Barclays Traders Jailed In Global Interest Rate Setting Scandal But Not Executives
The UK Serious Fraud Office has notched up another win in the global interest rate setting scandal by sending three Barclays traders to jail. Of the 20 bankers that have been charged to date, five have been found guilty, six have been let go while nine are to face trial.
But critics say that despite these wins, and over $9 billion in fines imposed on dozens of banks, the UK government has let the real culprits off the hook.
"A conspiracy theorist might suggest the establishment is closing ranks to prevent an elite from facing questions under oath," writes Mark Gilbert, author of "Complicit: How Greed and Collusion Made the Credit Crisis Unstoppable." "Even if that isn't the case, I can't escape the feeling that there still hasn't been anything like a proper reckoning of the Libor crisis -- leaving the distasteful suspicion that the junior troops are being court-martialed while the generals escape their day in court."
The scandal, which has unfolded over the last eight years, has shone a light into how banks set - and manipulate - global interest rates for $360 trillion in international deposits that are lent out every day. While most of these loans are overnight transfers between banks, they affect the price of consumer loans like mortgages, car loans and credit card loans.
Every day the British Bankers Association (BBA) would call up key bankers to ask them what rates they are offering. Based on these numbers, the BBA sets a global benchmark known as the London interbank offer rate (LIBOR), on which some 150 other international rates are based. But since these numbers are simply educated guesses by a few people who often know each other, they are easy to fix.
Electronic messages exchanged by Barclays traders suggested that for every 0.01 percent in up or down movement in interest rates, those involved could make "about a couple of million dollars."
The first UK banker to be put on trial was Tom Hayes, a former trader for Citigroup and UBS, who was sentenced to 11 years in jail last year. The second trial of six traders accused of helping Hayes fell apart this January resulting in a black eye for the regulators.
In the latest trial at Southwark crown court in London, four Barclays traders - Stelios Contogoulas, Jay Merchant, Alex Pabon and Ryan Reich - were accused of asking Barclays rate setters Jonathan Mathew and Peter Johnson to fix the numbers in a way that would help them profit.
The traders jailed in this latest trial were revealed to have exchanged messages that suggested that they were aware that the system could be manipulated. The government quoted one trader who said: "our deal has a big position, very much in favour of a crazy high Libor setting". A second said: "tomorrow's fix to be 4.07 minimum. 4.07, nothing less", while a third trader said: "We just need to f###### smash it. Have him set it low."
This week a jury declared two of the traders - Merchant and Pabon - guilty as well as Mathew, the rate submitter, and sentenced them to between two and six years in jail.
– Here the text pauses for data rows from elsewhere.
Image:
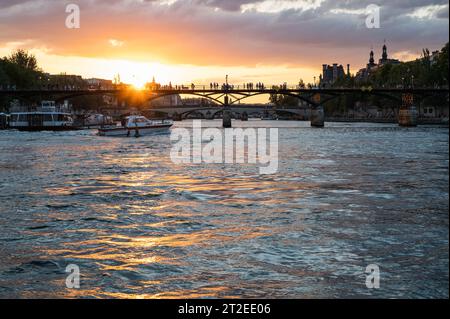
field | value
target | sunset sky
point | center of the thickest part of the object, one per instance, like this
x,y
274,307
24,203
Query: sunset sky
x,y
200,41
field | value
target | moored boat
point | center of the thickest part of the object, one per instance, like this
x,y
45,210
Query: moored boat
x,y
47,117
136,126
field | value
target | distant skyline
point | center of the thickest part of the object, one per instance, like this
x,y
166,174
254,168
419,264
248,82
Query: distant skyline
x,y
187,41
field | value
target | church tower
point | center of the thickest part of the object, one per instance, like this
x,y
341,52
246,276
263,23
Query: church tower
x,y
371,60
384,56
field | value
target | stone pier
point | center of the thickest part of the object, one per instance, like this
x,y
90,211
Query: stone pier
x,y
226,123
407,116
317,116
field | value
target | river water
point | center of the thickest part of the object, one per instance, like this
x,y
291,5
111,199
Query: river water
x,y
139,226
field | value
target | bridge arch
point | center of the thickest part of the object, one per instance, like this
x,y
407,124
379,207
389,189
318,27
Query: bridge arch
x,y
207,96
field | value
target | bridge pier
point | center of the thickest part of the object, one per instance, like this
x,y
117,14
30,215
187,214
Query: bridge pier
x,y
317,116
407,116
226,118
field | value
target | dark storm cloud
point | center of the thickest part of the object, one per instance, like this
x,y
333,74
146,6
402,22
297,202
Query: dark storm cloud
x,y
188,27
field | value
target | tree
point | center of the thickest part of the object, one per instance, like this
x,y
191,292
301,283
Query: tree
x,y
24,59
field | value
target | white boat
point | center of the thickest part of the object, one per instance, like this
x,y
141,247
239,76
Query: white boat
x,y
136,126
47,117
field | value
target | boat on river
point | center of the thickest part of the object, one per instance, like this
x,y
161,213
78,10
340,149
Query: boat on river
x,y
46,117
136,126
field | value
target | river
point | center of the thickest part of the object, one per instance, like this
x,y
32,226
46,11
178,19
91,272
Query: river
x,y
138,226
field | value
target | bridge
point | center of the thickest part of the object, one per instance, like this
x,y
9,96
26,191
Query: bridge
x,y
228,95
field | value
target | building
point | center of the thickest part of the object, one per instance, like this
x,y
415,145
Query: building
x,y
331,73
100,84
363,74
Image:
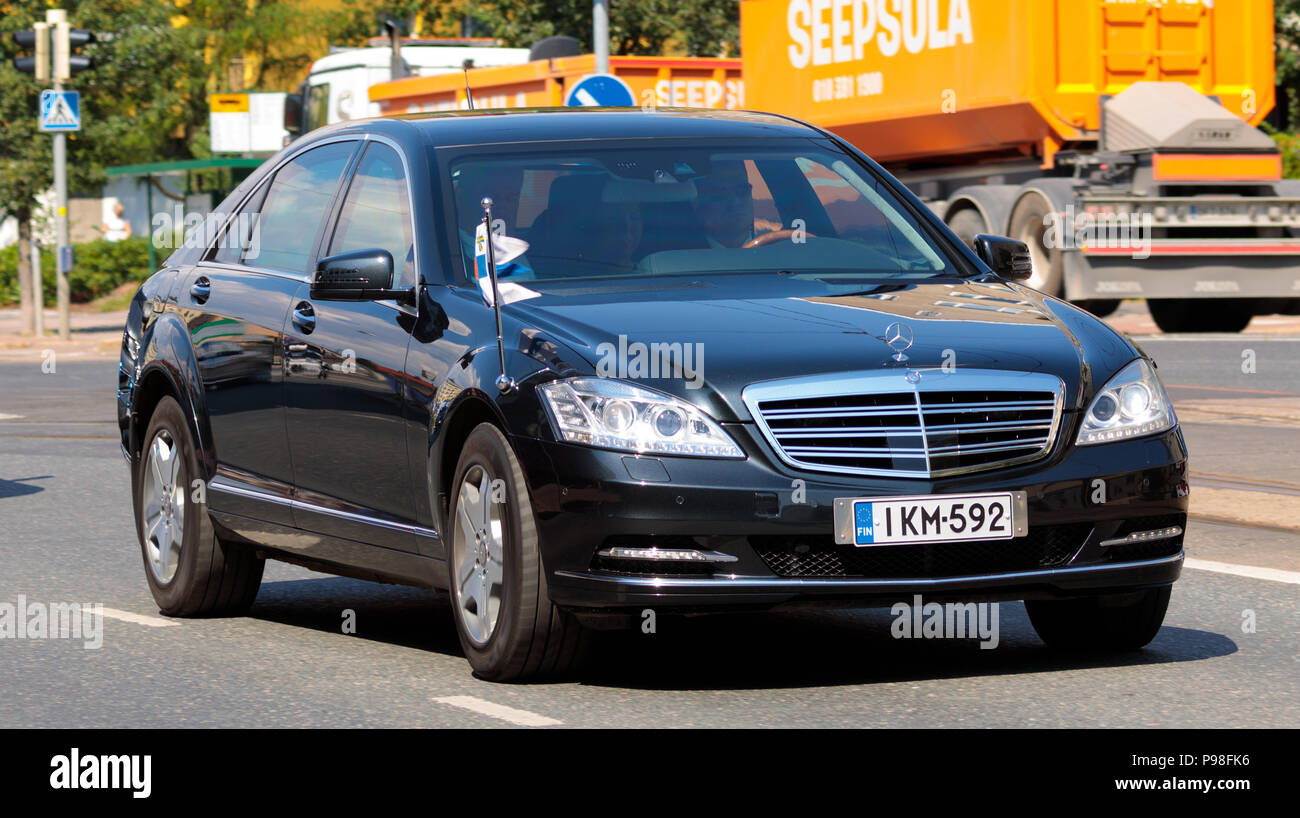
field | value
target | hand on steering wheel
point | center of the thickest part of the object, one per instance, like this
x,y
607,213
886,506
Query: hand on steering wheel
x,y
776,236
The Serious Fraud Office was not, however, able to convince the jury that Contogoulas and Reich deliberately conspired to profit from the rate fixing. (The UK government plans to ask the court to schedule a second trial to see if another jury might convict them)
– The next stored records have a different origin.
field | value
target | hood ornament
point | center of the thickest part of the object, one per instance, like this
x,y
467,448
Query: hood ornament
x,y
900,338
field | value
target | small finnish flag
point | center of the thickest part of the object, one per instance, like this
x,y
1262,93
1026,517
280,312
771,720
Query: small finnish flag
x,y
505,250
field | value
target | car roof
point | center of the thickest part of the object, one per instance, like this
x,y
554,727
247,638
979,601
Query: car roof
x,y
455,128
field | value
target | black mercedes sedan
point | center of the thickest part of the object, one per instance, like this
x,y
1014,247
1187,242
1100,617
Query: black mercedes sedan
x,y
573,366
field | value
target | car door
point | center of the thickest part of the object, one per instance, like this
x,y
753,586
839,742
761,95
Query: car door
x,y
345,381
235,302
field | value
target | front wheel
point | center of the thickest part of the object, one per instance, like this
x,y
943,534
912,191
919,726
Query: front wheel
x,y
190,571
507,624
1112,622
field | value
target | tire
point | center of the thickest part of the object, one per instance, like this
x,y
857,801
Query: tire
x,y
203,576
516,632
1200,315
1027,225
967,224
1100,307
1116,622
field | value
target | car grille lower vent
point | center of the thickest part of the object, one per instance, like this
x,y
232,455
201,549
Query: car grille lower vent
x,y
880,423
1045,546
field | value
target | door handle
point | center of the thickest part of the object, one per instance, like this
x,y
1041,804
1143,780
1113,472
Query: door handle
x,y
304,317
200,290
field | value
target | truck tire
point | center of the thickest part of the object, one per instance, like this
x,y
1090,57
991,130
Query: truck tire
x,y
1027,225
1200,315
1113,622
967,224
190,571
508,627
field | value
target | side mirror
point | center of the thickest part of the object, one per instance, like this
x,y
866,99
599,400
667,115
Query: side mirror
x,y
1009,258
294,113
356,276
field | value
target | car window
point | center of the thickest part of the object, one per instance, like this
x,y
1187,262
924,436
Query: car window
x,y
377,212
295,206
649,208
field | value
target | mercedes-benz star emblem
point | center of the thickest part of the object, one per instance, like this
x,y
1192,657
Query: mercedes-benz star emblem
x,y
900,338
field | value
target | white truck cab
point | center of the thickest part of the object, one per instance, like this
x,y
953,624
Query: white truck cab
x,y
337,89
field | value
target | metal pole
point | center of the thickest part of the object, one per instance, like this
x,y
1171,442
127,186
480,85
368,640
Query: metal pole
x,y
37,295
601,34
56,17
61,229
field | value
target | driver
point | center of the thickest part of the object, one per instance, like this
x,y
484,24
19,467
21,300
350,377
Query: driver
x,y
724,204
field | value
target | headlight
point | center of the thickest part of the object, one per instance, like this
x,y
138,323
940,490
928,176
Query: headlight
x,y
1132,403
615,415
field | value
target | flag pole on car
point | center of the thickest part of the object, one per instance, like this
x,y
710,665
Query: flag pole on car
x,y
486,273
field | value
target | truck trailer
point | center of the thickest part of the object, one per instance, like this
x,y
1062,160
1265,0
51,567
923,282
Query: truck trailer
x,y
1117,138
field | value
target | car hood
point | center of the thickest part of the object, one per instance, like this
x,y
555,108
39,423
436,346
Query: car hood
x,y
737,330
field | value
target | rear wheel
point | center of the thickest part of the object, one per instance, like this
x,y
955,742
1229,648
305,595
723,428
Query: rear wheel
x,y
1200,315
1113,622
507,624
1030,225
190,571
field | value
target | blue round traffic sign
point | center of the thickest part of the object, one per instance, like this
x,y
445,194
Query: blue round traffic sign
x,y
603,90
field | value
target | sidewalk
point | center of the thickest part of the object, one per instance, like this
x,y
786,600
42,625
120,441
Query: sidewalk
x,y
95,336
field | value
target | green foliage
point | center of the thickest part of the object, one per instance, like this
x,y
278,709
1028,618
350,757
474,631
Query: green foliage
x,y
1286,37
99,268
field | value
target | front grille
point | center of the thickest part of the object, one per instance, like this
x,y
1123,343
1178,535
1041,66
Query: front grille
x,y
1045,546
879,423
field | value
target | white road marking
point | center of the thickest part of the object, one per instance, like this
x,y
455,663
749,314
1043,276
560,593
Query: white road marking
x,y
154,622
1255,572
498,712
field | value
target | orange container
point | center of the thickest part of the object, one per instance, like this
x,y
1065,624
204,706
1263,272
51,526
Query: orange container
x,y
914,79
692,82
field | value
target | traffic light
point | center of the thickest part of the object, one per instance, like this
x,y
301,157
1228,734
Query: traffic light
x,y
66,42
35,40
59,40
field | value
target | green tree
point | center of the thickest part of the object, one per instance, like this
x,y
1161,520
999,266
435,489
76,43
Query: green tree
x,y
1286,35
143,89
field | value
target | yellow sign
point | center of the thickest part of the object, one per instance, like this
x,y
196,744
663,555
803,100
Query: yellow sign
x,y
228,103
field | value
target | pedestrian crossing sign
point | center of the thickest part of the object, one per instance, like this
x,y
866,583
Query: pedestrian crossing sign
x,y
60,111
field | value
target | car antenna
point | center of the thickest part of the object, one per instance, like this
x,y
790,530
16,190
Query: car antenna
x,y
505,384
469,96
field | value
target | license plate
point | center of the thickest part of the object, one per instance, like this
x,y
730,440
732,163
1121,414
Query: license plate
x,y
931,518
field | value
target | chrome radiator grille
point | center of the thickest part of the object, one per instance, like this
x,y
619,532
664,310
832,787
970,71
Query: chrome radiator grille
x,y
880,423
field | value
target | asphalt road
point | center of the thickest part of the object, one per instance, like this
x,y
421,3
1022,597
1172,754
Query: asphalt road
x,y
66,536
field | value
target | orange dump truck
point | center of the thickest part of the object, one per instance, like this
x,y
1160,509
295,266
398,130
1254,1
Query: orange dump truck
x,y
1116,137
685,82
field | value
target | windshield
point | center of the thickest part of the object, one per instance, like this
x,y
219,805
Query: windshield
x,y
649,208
At the trial of the five Barclays traders, the Serious Fraud Office made it quite clear that it does not intend to aim higher in the bank's management ranks. "The banking industry isn't on trial, it is a handful of dishonest traders," James Hines, a prosecutor for the Serious Fraud Office told the court.
That's the core of the problem, says Mark Gilbert. He notes that Mark Dearlove, who was the bank's head of money markets told the court that he "accepts that he was involved in and aware of manipulation of Libor" has never been put on trial. Yet Dearlove was never put on trial. Now was his boss, Bob Diamond, the CEO of Barclays, who was let off the hook after the bank paid a $450 million fine.
But David Green, the director of the Serious Fraud Office, says they simply don't have enough evidence. "We looked in huge detail at certain behaviours by traders. Specific behaviour on specific dates. We considered it very long and hard and in great detail, had excellent legal advice on it and in the end I decided that the evidential threshold was simply not met," Green told the Daily Telegraph newspaper. "(People) are naturally disappointed, thinking something must have happened and why isn't someone doing something about it. Of course people are welcome to have their opinion. But they don't know."